Explained: Why was polio detected in London, New York and Jerusalem, and how harmful is it?

Polio, a deadly disease that paralyzed tens of thousands of young people a year, is spreading in London, New York and Jerusalem for the first time in decades, spurring recovery vaccination campaigns.

Feared disease

Polio terrified parents around the world during the early part of the twentieth century. It basically affects children under five years old, is asymptomatic but can also cause symptoms such as fever and vomiting. Approximately one in two hundred infections causes irreversible paralysis and of those patients, up to 10% die.

There is no cure, however, since a vaccine was discovered in the 1950s, polio has been completely prevented. Globally, the wild form of the disease has completely disappeared.

Afghanistan and Pakistan are now the only countries where the highly contagious disease, transmitted primarily by contact with feces, remains endemic. But imported cases were also detected this year in Malawi and Mozambique, the first in those countries since the 1990s.

Different strains

There are two large poliovirus bureaucracies. In addition to the wild disease described above, there are also rare cases of so-called vaccine-derived polio.

This is the form of moment detected in the wastewater of the British capital, London and New York in the United States, with a case of paralysis reported in the state of New York. A genetic virus has also been discovered in Jerusalem, Israel, and scientists are racing to perceive the link, the Global Polio Eradication Initiative (GPEI) said.

While vaccine-derived polio is almost unknown in the places mentioned, it is a known, though rare, risk in other countries that causes outbreaks each year, adding 415 cases in Nigeria in 2021.

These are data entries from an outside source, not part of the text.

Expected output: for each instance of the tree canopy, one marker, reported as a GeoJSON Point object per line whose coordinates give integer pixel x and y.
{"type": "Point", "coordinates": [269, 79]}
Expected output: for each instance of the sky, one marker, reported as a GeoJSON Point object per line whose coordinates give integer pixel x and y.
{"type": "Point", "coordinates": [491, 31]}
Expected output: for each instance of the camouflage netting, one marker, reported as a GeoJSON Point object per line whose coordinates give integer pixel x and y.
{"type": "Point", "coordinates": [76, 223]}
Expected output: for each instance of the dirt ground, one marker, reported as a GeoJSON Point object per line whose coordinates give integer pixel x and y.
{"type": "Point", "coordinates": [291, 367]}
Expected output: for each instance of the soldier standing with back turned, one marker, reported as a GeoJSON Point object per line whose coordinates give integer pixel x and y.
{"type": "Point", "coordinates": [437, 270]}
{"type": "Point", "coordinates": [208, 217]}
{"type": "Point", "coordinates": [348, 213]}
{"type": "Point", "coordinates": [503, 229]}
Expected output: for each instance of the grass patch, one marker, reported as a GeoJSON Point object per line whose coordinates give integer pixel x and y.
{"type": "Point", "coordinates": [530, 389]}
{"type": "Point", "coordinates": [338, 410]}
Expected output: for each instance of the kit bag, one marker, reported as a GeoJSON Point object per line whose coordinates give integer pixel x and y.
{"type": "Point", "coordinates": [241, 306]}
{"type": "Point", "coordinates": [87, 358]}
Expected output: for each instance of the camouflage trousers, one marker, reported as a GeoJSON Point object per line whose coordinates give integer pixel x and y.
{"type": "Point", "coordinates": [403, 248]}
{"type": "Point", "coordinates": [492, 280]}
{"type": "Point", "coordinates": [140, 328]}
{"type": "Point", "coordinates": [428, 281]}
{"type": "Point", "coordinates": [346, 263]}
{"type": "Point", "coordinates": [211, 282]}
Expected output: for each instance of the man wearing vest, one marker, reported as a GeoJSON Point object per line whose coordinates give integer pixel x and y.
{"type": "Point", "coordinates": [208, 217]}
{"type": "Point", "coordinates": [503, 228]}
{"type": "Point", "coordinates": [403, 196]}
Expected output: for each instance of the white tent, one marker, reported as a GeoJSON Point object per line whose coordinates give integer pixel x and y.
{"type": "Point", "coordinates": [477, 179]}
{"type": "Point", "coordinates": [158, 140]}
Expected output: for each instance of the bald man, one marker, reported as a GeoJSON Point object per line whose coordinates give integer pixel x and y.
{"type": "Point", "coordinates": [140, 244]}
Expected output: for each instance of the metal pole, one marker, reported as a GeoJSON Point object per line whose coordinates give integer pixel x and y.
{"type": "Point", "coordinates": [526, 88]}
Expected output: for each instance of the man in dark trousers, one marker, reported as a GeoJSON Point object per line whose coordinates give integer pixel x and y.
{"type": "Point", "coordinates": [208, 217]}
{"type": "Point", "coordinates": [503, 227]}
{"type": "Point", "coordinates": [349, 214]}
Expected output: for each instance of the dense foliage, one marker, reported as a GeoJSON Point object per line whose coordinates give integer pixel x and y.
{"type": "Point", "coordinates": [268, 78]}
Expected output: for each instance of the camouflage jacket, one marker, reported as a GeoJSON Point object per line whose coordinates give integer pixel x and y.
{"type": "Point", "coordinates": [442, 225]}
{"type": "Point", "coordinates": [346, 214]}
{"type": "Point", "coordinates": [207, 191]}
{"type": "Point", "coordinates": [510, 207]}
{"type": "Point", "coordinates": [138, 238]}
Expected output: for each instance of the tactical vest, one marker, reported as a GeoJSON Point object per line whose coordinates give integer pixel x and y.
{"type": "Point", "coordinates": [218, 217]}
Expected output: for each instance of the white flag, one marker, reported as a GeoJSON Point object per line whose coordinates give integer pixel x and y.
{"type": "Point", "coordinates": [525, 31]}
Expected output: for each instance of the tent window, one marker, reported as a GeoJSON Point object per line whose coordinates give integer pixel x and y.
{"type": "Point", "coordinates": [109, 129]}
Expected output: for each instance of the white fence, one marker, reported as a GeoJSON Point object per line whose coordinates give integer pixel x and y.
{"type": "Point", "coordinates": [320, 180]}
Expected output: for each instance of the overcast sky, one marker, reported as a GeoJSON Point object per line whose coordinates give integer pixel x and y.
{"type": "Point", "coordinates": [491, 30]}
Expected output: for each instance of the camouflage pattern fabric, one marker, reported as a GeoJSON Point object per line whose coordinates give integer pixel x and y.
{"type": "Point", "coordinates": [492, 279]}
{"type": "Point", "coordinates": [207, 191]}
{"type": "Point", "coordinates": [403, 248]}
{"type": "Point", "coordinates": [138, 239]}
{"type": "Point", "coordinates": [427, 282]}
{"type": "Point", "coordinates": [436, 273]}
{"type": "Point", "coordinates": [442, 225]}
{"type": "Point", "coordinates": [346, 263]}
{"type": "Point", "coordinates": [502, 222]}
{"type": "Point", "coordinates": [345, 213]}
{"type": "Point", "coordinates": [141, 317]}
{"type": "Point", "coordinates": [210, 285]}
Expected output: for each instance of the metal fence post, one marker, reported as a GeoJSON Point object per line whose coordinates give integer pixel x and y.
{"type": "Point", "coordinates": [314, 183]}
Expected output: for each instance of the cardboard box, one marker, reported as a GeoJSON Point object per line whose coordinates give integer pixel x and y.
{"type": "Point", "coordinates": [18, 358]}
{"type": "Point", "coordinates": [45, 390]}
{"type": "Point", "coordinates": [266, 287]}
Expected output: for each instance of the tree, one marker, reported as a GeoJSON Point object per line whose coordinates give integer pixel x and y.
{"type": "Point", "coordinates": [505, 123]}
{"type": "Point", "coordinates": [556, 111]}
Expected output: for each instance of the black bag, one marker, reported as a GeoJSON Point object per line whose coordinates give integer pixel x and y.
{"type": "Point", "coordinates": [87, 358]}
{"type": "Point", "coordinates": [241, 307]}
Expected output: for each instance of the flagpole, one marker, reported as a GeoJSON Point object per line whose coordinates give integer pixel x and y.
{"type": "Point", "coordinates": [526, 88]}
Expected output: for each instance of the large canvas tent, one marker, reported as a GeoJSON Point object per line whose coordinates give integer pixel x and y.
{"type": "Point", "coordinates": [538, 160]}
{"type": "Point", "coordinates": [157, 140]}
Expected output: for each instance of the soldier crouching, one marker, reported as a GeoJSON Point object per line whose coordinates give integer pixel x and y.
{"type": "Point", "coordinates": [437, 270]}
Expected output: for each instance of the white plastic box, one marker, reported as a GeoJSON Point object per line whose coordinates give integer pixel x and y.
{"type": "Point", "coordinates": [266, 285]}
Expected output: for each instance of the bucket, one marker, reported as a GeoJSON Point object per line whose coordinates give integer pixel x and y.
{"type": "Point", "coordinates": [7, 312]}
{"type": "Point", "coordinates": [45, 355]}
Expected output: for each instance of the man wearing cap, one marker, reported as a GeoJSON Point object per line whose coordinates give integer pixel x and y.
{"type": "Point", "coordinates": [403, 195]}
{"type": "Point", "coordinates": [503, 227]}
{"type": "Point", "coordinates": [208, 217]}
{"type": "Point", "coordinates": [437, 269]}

It affects the use of an oral polio vaccine that contains a weakened virus. After being vaccinated, young people excrete the virus in their feces for a few weeks. In communities with little vaccination, this can spread and mutate into destructive editing of the virus. .

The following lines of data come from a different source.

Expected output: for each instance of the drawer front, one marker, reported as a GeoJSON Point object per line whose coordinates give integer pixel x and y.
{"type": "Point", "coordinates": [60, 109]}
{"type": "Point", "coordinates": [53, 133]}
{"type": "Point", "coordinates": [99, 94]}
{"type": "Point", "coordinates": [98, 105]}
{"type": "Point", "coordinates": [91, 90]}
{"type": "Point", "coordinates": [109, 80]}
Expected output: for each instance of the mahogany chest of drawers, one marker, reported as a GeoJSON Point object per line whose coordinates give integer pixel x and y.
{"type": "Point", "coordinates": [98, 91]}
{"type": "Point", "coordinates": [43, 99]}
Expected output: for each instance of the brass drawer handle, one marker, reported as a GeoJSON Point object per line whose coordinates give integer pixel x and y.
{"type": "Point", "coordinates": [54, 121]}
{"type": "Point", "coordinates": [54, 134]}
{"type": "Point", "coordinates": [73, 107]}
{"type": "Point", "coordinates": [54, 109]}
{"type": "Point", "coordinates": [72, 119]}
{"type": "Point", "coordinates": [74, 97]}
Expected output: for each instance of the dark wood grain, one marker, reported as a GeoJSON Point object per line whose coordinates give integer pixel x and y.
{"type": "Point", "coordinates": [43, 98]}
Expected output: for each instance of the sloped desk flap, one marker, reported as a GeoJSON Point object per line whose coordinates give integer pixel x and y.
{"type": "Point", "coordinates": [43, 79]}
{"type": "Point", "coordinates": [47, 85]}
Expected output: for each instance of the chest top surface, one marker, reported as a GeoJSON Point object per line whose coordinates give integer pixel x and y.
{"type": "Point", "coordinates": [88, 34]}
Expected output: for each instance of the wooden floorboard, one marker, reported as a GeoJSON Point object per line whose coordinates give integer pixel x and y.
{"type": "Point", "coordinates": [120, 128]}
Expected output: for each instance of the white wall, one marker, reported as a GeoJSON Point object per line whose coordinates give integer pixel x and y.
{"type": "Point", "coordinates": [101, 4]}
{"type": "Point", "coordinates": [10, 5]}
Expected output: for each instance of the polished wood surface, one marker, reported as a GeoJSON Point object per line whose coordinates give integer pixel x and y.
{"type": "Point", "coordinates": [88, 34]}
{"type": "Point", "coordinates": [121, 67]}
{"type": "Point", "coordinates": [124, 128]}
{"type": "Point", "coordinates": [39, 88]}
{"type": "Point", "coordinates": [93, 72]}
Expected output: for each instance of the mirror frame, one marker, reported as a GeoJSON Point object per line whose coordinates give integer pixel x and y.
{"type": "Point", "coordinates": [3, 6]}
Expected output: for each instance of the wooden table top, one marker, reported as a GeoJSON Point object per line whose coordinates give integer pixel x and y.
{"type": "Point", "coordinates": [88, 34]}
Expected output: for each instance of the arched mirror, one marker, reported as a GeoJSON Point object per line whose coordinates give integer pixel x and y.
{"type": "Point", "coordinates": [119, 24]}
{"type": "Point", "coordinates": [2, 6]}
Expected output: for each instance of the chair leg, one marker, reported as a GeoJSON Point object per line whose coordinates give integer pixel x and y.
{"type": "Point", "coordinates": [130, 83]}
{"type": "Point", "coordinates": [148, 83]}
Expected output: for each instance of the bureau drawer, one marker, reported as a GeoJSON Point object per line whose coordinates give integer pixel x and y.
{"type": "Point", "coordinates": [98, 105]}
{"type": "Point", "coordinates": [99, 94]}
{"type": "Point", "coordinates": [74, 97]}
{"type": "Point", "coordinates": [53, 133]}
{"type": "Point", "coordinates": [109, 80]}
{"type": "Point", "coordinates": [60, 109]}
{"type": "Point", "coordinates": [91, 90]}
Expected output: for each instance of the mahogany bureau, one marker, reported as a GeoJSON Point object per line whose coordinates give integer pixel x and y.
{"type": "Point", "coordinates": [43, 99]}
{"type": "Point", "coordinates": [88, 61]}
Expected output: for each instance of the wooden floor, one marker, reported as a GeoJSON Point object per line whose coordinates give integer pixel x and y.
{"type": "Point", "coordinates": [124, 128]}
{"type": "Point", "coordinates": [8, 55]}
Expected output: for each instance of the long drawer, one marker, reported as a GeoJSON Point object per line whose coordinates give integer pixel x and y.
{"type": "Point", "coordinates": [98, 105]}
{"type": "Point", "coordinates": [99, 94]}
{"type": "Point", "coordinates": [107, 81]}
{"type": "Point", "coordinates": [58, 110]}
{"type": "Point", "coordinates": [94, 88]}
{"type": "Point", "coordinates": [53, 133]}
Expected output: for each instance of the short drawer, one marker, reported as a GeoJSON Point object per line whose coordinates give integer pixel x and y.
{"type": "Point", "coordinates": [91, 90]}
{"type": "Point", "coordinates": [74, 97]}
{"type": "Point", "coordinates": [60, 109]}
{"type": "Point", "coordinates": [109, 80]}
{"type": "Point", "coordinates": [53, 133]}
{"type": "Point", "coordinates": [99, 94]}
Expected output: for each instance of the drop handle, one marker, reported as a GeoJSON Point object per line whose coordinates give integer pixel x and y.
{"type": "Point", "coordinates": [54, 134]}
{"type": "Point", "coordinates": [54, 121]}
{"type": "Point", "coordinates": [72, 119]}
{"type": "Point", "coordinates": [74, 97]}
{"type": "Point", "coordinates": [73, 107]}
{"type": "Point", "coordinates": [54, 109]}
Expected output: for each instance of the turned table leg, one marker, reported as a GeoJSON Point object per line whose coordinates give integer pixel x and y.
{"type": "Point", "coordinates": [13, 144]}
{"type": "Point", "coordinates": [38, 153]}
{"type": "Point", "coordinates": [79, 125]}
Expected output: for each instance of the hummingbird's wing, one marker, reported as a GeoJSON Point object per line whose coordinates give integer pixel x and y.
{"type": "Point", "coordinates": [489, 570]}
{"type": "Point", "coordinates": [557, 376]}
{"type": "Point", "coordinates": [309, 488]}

While countries like Britain and the United States no longer use this live vaccine, others are doing so, especially to prevent outbreaks, allowing for global spread, especially when other people have traveled back after COVID-19, Mavens said.

Why now

But experts agree that the main driving force behind vaccine-caused and wild-sourced polio outbreaks is again the majority in undervaccinated populations, said Derek Ehrhardt, global polio director at the U. S. Centers for Disease Control and Prevention. USA

Vaccine hesitancy was a developing challenge before the pandemic, and then COVID-19 caused the worst disruption to the vaccination regimen in a generation, according to the United Nations.

In 2020, there were 1,081 cases of vaccine-induced polio, about 3 times more than last year. So far in 2022, there have been 177 cases, following efforts to revive polio vaccination campaigns.

But the discoveries about wastewater remain a wake-up call for parents with a key message, according to scientists around the world, and adds David Heymann, an epidemiologist at the London School of Hygiene and Tropical Medicine: vaccinate young people.